Chacun a sa propre histoire à raconter. Étrangement, ou pas, certains préfèrent leur propre récit à l’écoute de l’histoire de l’autre… quand ce ne sont pas les histoires.


Depuis que le crapaud déambule à l’aide de béquilles, à de nombreuses occasions et non pas seulement lors de la semaine nationale des handicapés – elle s’est tenue la semaine dernière – mais en fait voilà environ un mois, il remarque qu’on le remarque… Certains se permettent des gentillesses : «mais allez-y monsieur», «je vous en prie, prenez votre temps». Des banalités. Des clichés. D’autres, et c’est plus intéressant, vous suivent, à votre rythme, et tout à coup… on lance : «C’est arrivé comment?» On croit que nous sommes partis pour la plus intime des conversations alors que l’on vient tout simplement d’ouvrir une porte derrière laquelle se camoufle… leur histoire.
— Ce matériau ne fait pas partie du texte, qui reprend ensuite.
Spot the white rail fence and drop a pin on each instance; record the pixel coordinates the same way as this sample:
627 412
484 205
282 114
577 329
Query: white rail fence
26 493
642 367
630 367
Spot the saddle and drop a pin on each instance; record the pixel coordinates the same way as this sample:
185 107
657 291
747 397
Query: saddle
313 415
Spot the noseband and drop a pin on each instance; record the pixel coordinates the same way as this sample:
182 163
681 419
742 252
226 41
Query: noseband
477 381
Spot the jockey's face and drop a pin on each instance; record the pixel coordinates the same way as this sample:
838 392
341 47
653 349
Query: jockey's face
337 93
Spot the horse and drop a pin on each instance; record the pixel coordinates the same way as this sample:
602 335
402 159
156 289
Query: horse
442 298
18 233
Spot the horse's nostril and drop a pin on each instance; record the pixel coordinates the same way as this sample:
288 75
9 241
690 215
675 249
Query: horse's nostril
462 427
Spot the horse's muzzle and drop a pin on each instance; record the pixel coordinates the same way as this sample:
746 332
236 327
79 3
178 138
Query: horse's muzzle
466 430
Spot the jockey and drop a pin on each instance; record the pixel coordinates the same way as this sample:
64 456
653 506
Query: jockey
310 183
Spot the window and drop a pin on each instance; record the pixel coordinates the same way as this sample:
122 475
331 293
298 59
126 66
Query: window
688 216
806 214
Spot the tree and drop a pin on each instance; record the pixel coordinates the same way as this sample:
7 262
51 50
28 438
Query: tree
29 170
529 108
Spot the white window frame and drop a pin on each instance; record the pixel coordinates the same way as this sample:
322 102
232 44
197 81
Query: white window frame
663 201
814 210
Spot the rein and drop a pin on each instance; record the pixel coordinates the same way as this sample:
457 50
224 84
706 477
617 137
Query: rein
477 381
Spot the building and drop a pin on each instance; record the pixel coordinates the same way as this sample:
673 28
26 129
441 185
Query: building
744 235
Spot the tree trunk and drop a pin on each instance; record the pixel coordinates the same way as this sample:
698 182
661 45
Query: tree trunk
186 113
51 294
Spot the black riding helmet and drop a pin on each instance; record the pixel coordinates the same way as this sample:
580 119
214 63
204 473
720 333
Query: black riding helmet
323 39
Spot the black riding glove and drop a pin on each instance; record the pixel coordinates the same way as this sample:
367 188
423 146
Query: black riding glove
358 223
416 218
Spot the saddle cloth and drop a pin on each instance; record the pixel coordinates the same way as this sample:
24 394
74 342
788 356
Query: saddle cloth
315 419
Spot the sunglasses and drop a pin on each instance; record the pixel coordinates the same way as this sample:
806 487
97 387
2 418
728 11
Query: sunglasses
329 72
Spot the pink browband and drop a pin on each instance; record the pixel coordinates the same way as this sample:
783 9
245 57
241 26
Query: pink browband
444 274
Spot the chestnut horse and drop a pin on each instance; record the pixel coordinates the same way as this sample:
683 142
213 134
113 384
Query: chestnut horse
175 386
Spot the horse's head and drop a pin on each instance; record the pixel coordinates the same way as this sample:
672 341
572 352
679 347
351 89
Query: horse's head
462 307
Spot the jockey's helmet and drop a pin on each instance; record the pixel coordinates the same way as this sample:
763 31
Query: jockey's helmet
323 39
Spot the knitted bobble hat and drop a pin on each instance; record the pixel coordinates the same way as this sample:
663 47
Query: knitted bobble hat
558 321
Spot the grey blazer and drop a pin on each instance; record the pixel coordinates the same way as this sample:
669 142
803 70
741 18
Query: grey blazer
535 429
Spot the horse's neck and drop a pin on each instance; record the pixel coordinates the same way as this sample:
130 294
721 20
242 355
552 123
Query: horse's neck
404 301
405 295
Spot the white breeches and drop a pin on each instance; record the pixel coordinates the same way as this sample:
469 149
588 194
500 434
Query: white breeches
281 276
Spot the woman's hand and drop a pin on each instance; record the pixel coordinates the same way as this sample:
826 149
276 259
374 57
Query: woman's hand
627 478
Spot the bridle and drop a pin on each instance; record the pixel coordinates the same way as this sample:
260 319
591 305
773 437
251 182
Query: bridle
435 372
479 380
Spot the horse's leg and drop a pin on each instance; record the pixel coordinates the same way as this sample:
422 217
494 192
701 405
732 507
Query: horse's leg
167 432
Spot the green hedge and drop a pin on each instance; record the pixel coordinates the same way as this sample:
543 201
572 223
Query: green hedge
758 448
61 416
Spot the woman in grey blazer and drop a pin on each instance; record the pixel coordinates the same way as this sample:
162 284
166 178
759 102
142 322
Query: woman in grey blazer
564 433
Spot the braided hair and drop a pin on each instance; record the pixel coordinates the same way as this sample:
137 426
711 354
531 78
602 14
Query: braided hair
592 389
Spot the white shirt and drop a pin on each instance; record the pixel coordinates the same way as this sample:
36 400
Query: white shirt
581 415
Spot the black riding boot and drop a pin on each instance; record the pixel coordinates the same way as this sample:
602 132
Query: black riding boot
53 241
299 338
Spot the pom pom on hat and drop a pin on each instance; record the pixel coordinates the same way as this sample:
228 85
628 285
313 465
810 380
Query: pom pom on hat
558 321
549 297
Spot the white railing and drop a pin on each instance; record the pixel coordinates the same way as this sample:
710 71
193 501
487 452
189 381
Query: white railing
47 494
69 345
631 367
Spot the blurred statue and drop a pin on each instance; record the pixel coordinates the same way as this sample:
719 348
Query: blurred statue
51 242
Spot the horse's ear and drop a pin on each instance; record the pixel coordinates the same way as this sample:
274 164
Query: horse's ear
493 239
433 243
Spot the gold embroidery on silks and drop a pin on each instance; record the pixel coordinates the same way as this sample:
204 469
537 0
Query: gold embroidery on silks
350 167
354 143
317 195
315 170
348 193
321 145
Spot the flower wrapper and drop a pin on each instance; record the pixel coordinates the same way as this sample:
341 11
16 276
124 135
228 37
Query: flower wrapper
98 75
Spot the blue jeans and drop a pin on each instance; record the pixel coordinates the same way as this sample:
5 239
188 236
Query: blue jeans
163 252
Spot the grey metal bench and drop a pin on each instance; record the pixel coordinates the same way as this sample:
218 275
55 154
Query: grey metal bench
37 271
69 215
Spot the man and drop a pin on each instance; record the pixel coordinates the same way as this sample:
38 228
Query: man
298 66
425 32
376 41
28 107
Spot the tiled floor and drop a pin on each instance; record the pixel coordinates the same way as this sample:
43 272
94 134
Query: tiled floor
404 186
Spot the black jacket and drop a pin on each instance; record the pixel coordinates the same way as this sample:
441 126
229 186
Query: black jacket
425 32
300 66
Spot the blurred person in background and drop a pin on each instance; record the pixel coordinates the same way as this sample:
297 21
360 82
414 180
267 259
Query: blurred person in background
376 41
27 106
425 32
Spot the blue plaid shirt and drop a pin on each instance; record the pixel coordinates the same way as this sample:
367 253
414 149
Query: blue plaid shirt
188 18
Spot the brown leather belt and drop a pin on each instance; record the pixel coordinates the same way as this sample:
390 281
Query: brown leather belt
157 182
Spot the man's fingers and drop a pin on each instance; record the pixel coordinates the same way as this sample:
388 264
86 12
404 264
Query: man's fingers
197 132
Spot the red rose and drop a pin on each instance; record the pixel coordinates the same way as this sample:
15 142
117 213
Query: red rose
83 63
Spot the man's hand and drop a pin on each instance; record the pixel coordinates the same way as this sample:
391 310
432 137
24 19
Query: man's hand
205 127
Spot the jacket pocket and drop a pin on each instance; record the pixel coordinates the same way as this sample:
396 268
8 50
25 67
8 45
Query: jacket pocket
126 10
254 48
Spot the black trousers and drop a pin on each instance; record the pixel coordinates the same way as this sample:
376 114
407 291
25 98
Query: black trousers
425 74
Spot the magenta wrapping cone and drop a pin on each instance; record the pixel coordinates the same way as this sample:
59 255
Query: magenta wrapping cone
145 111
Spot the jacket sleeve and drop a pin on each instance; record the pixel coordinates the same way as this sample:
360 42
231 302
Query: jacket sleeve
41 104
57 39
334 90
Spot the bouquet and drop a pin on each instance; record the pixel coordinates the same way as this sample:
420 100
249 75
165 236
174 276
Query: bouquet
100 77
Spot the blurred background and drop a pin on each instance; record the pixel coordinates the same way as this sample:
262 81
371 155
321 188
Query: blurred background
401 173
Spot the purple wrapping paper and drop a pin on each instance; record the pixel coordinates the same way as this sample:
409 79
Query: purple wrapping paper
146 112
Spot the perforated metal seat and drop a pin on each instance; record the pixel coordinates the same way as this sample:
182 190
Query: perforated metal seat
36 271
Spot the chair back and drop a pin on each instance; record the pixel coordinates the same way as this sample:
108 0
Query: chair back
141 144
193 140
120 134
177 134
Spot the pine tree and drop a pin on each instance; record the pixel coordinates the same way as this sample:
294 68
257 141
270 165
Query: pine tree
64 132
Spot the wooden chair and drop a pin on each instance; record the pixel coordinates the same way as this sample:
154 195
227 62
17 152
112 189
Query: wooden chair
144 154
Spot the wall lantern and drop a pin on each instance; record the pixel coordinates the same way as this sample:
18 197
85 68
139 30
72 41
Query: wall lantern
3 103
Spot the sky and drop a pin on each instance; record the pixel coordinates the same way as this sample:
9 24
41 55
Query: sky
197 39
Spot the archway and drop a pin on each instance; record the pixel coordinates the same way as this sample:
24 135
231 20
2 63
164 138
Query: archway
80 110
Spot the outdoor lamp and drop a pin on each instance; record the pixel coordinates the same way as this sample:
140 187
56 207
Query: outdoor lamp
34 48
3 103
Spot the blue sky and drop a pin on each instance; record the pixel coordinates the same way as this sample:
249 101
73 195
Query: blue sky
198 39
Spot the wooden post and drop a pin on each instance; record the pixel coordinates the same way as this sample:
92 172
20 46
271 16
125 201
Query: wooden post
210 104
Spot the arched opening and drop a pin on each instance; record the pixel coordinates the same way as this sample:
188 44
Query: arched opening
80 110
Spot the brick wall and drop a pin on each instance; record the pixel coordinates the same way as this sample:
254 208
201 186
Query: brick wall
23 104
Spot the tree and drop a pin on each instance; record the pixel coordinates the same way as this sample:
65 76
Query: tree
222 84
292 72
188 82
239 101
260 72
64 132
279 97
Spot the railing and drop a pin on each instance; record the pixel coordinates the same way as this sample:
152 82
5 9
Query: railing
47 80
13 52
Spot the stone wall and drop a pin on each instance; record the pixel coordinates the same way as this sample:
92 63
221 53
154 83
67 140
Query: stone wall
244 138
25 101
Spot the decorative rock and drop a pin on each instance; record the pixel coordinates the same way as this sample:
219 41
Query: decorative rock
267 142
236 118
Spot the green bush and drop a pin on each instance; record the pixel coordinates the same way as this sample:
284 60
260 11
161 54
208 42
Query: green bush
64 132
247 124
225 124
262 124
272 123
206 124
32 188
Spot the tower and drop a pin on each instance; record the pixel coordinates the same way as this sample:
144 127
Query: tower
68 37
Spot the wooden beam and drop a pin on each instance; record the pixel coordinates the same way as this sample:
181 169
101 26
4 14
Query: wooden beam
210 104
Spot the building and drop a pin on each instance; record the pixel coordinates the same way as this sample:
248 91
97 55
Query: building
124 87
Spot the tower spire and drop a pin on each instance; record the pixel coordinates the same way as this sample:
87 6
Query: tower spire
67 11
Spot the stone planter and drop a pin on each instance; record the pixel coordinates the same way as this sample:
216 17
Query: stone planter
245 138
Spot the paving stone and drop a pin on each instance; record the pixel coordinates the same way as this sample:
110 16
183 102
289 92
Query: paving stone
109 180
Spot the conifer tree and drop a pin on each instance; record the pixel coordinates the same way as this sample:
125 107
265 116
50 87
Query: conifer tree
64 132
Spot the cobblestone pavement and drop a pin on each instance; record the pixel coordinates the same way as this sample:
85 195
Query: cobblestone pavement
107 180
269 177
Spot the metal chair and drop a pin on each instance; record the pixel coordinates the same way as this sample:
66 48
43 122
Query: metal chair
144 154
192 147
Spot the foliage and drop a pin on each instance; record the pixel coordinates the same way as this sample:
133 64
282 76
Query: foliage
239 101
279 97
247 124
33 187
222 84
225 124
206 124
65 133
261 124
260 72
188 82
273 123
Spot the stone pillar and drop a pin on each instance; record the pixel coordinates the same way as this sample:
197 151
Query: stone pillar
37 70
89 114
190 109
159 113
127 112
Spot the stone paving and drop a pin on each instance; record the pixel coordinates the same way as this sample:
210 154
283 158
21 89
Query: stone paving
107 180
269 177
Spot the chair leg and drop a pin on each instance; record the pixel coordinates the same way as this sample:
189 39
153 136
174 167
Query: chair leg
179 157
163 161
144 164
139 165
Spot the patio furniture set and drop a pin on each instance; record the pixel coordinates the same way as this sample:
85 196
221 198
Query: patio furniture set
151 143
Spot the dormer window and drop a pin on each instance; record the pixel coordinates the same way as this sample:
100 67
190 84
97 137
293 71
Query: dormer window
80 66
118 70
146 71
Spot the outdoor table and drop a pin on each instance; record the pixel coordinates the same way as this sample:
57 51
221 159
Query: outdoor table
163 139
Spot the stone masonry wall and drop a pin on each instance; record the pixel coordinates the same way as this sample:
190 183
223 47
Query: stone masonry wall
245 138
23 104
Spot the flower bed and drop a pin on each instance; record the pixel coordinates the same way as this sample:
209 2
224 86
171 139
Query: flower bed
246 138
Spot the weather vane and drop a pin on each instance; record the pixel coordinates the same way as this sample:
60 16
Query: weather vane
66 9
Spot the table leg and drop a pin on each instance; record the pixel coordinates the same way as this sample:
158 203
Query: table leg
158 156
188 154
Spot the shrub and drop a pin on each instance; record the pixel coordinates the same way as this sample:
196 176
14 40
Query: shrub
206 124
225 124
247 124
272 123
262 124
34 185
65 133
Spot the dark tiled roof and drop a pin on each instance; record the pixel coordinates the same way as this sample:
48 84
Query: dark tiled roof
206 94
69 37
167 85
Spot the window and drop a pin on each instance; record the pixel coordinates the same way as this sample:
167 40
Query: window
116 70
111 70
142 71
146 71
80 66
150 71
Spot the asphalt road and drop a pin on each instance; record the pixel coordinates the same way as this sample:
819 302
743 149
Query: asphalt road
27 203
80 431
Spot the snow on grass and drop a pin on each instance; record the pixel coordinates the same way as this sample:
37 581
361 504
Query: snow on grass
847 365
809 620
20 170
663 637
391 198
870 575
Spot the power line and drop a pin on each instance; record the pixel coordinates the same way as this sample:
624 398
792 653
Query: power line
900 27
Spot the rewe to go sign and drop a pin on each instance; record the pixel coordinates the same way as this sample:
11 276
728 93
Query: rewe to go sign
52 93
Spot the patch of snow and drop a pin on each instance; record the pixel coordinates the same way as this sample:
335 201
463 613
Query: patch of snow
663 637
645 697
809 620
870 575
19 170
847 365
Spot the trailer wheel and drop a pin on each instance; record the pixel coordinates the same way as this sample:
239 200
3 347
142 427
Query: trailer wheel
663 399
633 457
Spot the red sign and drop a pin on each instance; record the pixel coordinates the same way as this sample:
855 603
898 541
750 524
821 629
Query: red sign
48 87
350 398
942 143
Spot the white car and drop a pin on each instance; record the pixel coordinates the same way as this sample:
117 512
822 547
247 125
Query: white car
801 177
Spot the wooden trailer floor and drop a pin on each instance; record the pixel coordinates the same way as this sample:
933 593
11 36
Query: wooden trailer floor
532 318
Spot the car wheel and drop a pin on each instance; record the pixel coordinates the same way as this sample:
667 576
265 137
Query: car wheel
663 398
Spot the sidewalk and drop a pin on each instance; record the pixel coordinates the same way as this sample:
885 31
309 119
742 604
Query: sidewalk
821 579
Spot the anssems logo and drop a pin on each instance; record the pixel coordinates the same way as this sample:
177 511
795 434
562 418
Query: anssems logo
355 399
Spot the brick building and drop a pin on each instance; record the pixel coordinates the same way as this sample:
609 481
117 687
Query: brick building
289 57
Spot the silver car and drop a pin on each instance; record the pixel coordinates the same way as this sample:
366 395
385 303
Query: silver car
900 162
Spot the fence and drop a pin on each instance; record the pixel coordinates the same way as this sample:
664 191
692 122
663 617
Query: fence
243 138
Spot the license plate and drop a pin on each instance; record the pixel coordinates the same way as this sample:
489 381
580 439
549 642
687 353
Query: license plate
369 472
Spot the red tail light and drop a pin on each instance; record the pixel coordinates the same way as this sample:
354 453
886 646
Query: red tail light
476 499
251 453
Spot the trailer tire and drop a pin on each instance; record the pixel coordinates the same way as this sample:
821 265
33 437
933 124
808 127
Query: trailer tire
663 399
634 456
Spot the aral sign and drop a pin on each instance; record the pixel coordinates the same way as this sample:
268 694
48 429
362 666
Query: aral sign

Une histoire de blessure.


Il y eut cette dame que j’identifierais comme étant « la dame au verglas», celle qui a trois sœurs plus petites qu’elle, donc moins fortes physiquement, incapables de monter au troisième palier où elle demeure pour l’aider à redescendre, celle dont la cheville se brisa alors qu’elle s’aventurait sur une couche de verglas et fit une malencontreuse chute qui la conduisit à l’hôpital puis dans un foyer pour vieillards où elle passa toute la période des Fêtes à s’ennuyer et partager son ennui avec des personnes âgées sans famille… Elle me racontait tout cela et brusquement me laissa pantois au coin de la rue parce qu’elle arrivait à destination, en criant bonne chance avant de risquer perdre pied sur la marche qui la menait au restaurant où elle travaille. Je n’ai pas eu le temps de raconter mon historiette!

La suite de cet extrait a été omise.